Identifying and mitigating GenAI bias
Now that we know these hurdles exist, what can we do to address them?
Stay aware
Regular audits of AI outputs are essential to catch bias before it reaches your audience. You’ll need to systematically check for stereotypes, exclusionary language, and gaps in representation.
Leveraging diverse datasets and including varied user feedback during the training phases can help identify biases that might not be immediately apparent.
If you’re using third-party GenAI tools where you can’t control the training data, focus on what you can control: your prompts and your human review process.
Keep a human in the loop
To break the cycle of bias in Gen AI, we as marketers need to do what we know how to do: focus on genuine user needs from an inclusive lens. Every piece of AI-generated content should pass through human review that specifically looks for bias, exclusion, and accuracy.
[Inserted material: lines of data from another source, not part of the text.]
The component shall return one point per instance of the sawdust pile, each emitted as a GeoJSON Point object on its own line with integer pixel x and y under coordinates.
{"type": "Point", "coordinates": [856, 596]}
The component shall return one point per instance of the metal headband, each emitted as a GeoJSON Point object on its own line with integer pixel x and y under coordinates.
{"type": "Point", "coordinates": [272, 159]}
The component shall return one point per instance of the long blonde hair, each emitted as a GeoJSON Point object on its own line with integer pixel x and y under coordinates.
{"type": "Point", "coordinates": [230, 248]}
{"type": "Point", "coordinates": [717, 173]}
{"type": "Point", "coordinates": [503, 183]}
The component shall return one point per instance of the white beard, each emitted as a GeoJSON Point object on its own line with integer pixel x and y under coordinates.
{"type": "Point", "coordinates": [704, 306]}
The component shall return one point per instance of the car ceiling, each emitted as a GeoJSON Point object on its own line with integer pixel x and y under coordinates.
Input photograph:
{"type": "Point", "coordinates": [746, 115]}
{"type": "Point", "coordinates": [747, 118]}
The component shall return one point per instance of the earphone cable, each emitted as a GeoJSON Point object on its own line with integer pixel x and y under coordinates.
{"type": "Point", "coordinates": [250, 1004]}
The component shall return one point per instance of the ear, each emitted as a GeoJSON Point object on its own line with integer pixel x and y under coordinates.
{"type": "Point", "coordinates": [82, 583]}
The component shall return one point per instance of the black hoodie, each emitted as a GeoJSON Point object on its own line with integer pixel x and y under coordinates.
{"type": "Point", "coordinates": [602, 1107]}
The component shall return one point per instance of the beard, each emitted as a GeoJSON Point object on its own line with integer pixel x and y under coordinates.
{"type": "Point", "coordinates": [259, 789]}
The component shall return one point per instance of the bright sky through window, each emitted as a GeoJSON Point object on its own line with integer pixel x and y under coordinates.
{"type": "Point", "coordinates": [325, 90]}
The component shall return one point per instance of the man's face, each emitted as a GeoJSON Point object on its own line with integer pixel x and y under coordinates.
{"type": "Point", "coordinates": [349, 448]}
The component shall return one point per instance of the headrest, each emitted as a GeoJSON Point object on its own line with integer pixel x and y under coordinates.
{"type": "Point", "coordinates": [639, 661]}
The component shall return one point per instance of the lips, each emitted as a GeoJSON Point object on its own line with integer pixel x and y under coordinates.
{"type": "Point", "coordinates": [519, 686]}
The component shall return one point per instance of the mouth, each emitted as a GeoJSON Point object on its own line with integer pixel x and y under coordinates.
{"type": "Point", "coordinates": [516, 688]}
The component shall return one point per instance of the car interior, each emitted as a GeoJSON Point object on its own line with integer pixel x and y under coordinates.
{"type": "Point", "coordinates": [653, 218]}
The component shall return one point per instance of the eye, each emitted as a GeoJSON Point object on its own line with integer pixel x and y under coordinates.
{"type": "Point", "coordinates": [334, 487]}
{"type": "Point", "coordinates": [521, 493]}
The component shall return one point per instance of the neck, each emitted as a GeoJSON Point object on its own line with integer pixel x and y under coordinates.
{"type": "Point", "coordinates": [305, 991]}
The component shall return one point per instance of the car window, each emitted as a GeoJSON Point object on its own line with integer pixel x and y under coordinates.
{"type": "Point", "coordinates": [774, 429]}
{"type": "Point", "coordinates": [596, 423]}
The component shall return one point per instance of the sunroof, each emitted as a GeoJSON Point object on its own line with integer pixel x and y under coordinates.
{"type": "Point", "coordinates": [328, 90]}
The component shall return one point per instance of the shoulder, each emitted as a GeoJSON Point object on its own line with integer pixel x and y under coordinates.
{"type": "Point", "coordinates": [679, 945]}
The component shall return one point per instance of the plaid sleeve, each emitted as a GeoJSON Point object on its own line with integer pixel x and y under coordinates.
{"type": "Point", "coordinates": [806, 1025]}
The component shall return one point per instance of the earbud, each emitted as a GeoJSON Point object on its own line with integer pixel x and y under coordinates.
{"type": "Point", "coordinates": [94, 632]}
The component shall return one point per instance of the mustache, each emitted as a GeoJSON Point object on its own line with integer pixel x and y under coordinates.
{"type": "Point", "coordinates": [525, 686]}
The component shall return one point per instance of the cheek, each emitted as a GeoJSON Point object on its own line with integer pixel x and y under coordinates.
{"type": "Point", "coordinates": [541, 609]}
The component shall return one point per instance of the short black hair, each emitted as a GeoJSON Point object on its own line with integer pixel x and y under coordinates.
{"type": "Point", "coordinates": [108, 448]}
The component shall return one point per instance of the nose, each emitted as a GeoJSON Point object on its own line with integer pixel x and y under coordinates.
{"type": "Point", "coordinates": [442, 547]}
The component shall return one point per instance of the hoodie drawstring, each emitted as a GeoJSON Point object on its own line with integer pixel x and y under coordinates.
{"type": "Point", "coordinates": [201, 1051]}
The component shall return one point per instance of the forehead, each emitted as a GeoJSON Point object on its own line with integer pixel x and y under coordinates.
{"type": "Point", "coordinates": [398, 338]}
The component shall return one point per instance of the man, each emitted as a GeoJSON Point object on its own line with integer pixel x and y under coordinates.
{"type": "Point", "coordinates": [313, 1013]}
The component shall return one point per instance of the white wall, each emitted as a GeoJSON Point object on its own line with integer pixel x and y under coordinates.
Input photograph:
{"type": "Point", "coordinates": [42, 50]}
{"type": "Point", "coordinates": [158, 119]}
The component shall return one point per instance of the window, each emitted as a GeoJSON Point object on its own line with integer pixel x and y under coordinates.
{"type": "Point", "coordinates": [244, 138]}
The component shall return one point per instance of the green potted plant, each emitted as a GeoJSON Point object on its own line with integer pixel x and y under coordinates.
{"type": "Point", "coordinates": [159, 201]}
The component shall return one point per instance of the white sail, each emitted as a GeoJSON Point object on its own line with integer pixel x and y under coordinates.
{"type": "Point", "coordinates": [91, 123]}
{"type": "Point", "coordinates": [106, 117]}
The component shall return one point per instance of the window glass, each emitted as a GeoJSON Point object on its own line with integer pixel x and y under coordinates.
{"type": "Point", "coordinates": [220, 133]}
This means:
- Maintain transparency. Be clear with your audience about when and how you’re using AI, and take accountability for the content it produces.
- Seek diverse perspectives. Engage with stakeholders from underrepresented groups. Their insights will reveal blind spots you might otherwise miss.
- Establish ethical guidelines. Create clear standards for acceptable AI-generated content and enforce them consistently across your team.
Leverage bias-detection tools
Consider using specialized tools, like InClued.ai, which are designed to scan content for biased language, stereotypes and exclusionary terminology. These platforms can flag issues that might slip past human review, particularly in high-volume content creation.
Closing thoughts
The responsibility for mitigating AI bias doesn’t rest with developers alone, it sits with everyone using these tools.
As SEO professionals and marketers, we should all be training our own puppies. We are shaping the content that will influence how AI systems understand and represent our industries and audiences.
Eliminating bias entirely may not be immediately achievable, but that doesn’t mean we can’t make significant progress. It starts with staying vigilant, recognizing the potential for bias, implementing human oversight and making deliberate choices about how we use these tools.
The biases baked into GenAI won’t disappear on their own, but with consistent auditing, diverse perspectives and a commitment to inclusive practices, we can ensure our AI-generated content reaches and resonates with the audiences who need it most.